Neste tipo ilícito é a privacidade que se afigura como bem jurídico típico. É uma
conclusão imposta tanto pelo elemento sistemático, como sobretudo pela circunstância
de a protecção da área de reserva ser o único referente à pluralidade de condutas e de
objectos da acção abrangidos pela factualidade típica.
Só de forma apressada e redutora poderia confinar-se à área de tutela sugerida pela
epigrafe do preceito: sigilo de correspondência e sigilo de telecomunicações. Para elem
disto, a incriminação cobre igualmente a inviolabilidade de “qualquer outro escrito que
se encontre fechado”. I. é, escritos cuja reserva se pretende assegurar, mas que não se
destina a mediatizar a comunicação entre pessoas nem são confiados aos serviços
postais.

Não se trata da privacidade em sentido material mas, antes, de uma caso paradigmático
da privacidade em sentido formal. Resulta, desde logo, indiferente o conteúdo das
missivas ou das telecomunicações, não se exigindo que versem sobre coisas privadas ou
intimas nem que contendam com segredos. Pode tratar-se de matérias inteiramente
anódinas, da troca de informações comerciais entre empresas ou mesmo da circulação
de ofícios ou protocolos entre órgãos ou agentes da administração pública, em princípio
expostos às regras da transparência.
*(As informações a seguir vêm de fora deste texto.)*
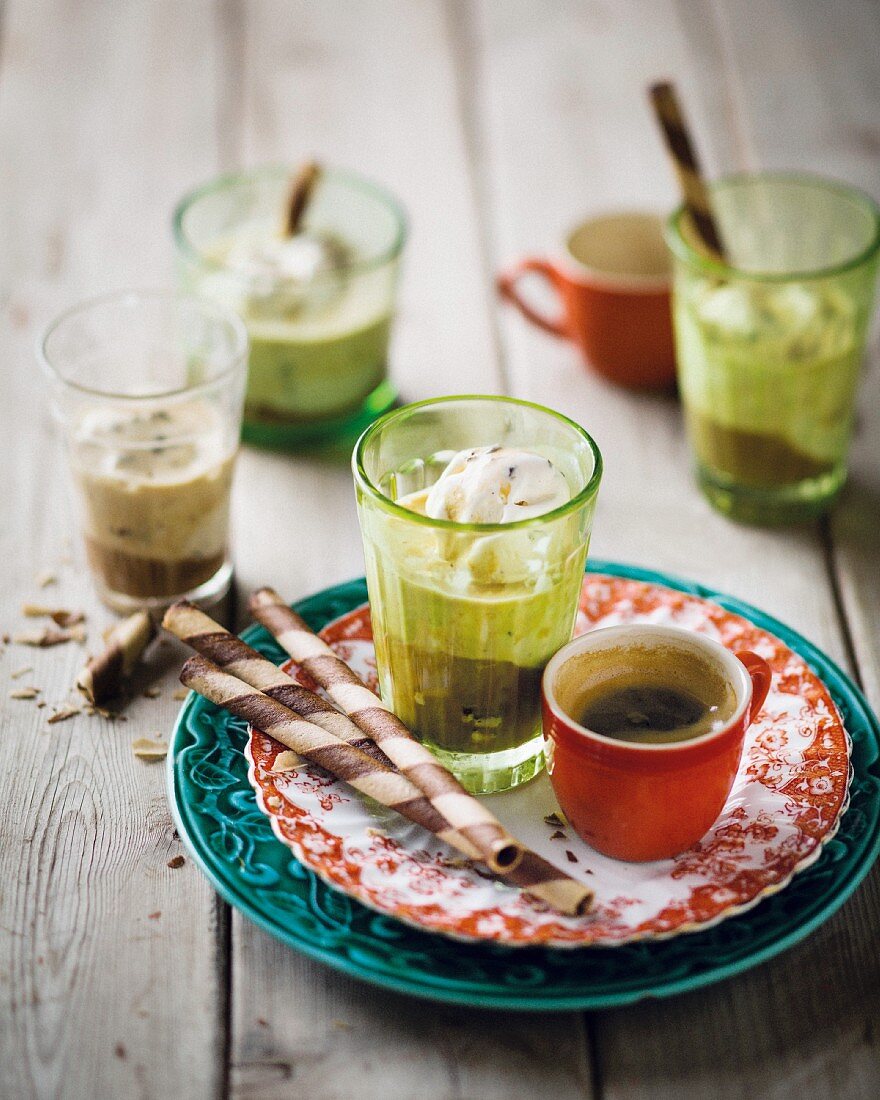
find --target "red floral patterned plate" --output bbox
[246,574,850,947]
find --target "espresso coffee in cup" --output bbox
[542,623,771,861]
[568,646,737,745]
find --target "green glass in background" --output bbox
[353,397,602,793]
[667,173,880,524]
[174,167,406,448]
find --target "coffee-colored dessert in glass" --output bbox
[174,166,406,448]
[353,397,602,792]
[40,292,248,611]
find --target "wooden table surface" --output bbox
[0,0,880,1100]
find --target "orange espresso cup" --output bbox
[497,213,675,389]
[542,624,771,862]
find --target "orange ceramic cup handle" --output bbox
[736,650,773,725]
[497,256,569,337]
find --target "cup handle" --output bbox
[497,256,569,337]
[736,650,773,725]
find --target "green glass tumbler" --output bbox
[667,173,880,524]
[353,396,602,793]
[174,167,406,449]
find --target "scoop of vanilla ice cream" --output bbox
[424,444,571,524]
[223,226,349,316]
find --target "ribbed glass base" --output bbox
[696,463,846,527]
[425,734,545,794]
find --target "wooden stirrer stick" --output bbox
[284,161,321,237]
[648,80,727,264]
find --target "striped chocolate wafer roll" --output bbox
[248,589,524,873]
[180,656,593,916]
[76,612,155,703]
[648,80,726,263]
[162,600,394,770]
[180,655,479,858]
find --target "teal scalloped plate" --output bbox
[167,561,880,1011]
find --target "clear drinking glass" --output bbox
[667,173,880,523]
[174,167,406,448]
[352,397,602,792]
[39,290,248,612]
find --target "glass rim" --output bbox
[172,164,409,282]
[35,287,250,402]
[351,394,603,534]
[663,172,880,283]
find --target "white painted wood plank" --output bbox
[232,915,591,1100]
[704,0,880,707]
[474,2,880,1098]
[0,0,229,1098]
[225,0,589,1100]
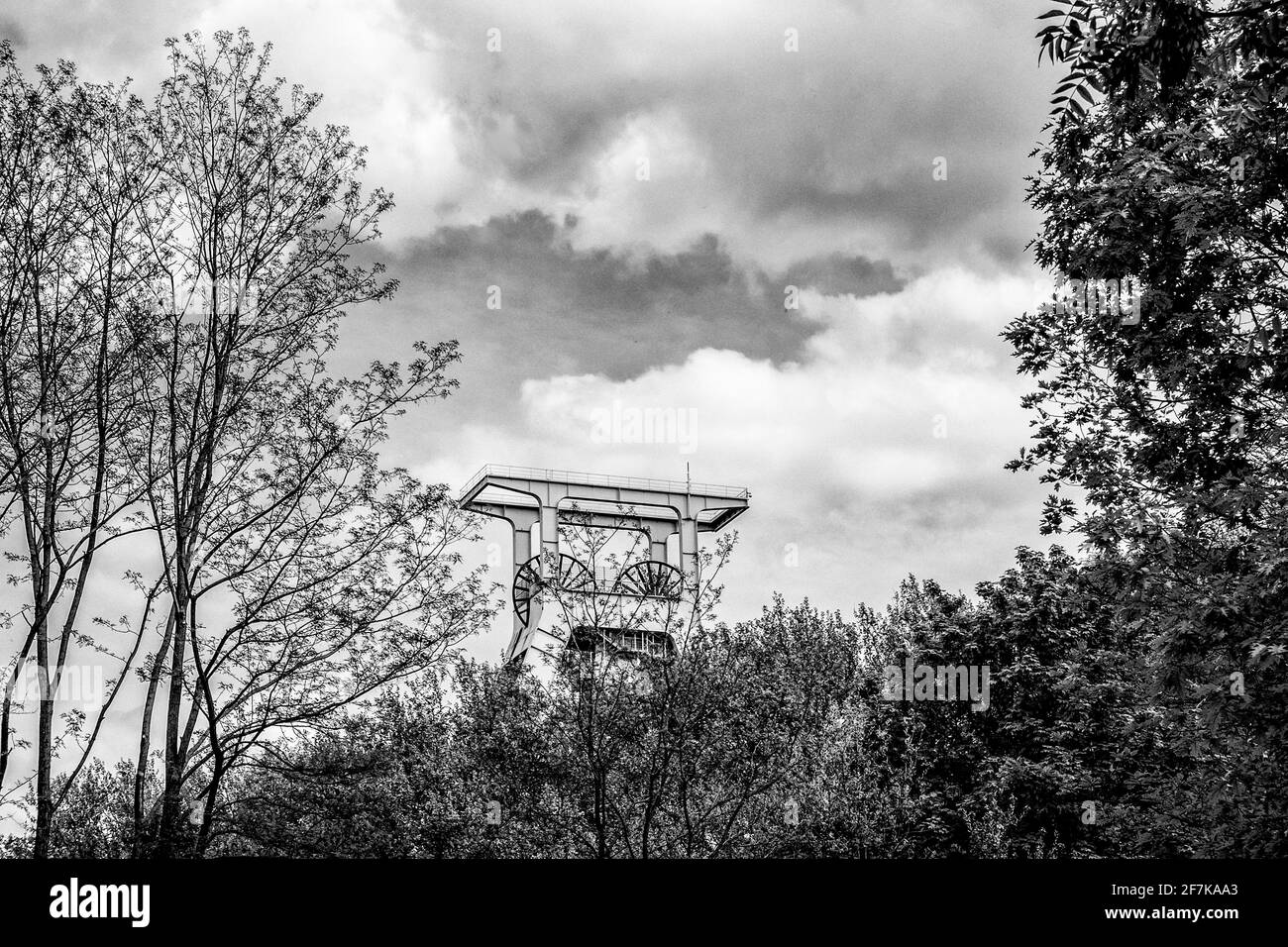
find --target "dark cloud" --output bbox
[391,210,901,384]
[0,17,27,49]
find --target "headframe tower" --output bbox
[459,466,751,664]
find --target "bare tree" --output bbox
[0,47,165,857]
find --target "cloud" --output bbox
[422,268,1044,652]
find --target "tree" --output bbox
[0,31,489,857]
[1005,0,1288,844]
[0,46,165,857]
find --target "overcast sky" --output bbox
[0,0,1057,657]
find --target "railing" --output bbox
[461,464,751,500]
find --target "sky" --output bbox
[0,0,1059,657]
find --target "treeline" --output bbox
[10,541,1288,858]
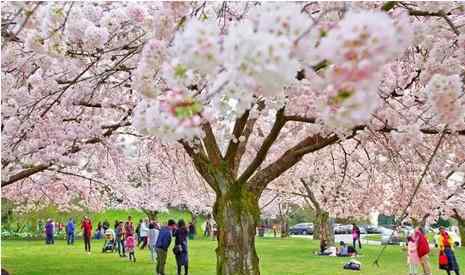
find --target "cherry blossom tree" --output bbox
[2,2,465,274]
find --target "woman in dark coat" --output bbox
[173,220,189,275]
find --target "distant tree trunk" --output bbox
[300,179,335,246]
[454,209,465,247]
[142,208,158,221]
[313,210,335,246]
[278,203,289,238]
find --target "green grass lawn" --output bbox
[2,238,465,275]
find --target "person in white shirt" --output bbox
[140,219,149,249]
[147,222,160,262]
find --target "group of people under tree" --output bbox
[317,224,463,275]
[406,227,460,275]
[45,216,195,275]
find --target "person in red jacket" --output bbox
[81,216,92,254]
[415,227,432,275]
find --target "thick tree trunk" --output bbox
[213,184,260,275]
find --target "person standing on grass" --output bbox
[102,220,110,233]
[115,221,126,257]
[439,226,460,275]
[45,219,55,244]
[124,216,134,237]
[95,222,102,240]
[189,221,195,240]
[139,219,149,249]
[147,222,160,262]
[81,216,92,255]
[173,220,189,275]
[66,218,75,245]
[203,217,212,237]
[352,223,362,249]
[125,235,136,263]
[136,219,142,246]
[155,219,176,275]
[414,227,432,275]
[407,235,420,275]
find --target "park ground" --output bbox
[1,237,465,275]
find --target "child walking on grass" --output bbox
[407,236,420,275]
[126,235,136,262]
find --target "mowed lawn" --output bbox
[1,238,465,275]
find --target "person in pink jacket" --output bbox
[407,236,420,275]
[126,235,136,262]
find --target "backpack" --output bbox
[344,260,362,270]
[417,234,429,258]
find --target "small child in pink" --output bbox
[407,236,420,275]
[126,235,136,262]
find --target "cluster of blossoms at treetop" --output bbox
[1,1,465,274]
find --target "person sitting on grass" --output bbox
[315,239,336,256]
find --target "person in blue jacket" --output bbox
[66,218,75,245]
[155,220,176,275]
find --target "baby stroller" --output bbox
[102,229,115,253]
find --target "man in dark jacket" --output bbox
[66,219,74,245]
[155,220,176,275]
[45,219,55,244]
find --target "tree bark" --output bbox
[313,210,335,246]
[213,183,260,275]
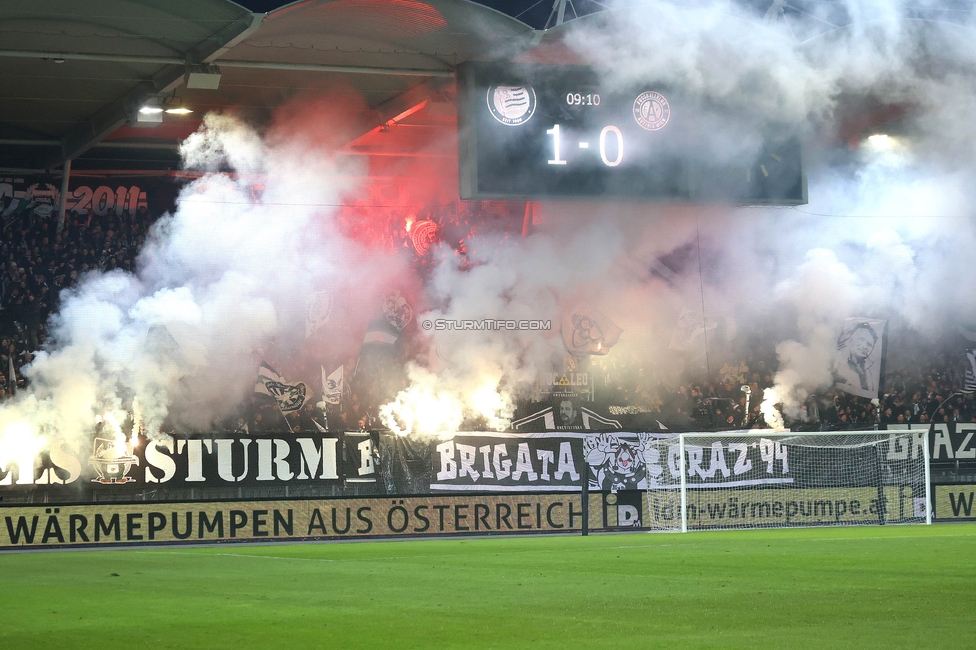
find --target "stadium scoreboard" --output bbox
[458,62,806,205]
Por outro lado, e sobretudo, há modalidades da
conduta proibida em que nem se quer se exige a tomada de conhecimento do conteúdo.
É o qua acontece com a abertura (de carta, encomenda ou escrito fechado), punida em si
e de per si, mesmo sem acesso ao conteúdo. O que noutros termos, se pune apenas a
ultrapassagem de uma barreira física e o tabu que ela representa e assinala. O que
antecipa a protecção do bem jurídico em causa.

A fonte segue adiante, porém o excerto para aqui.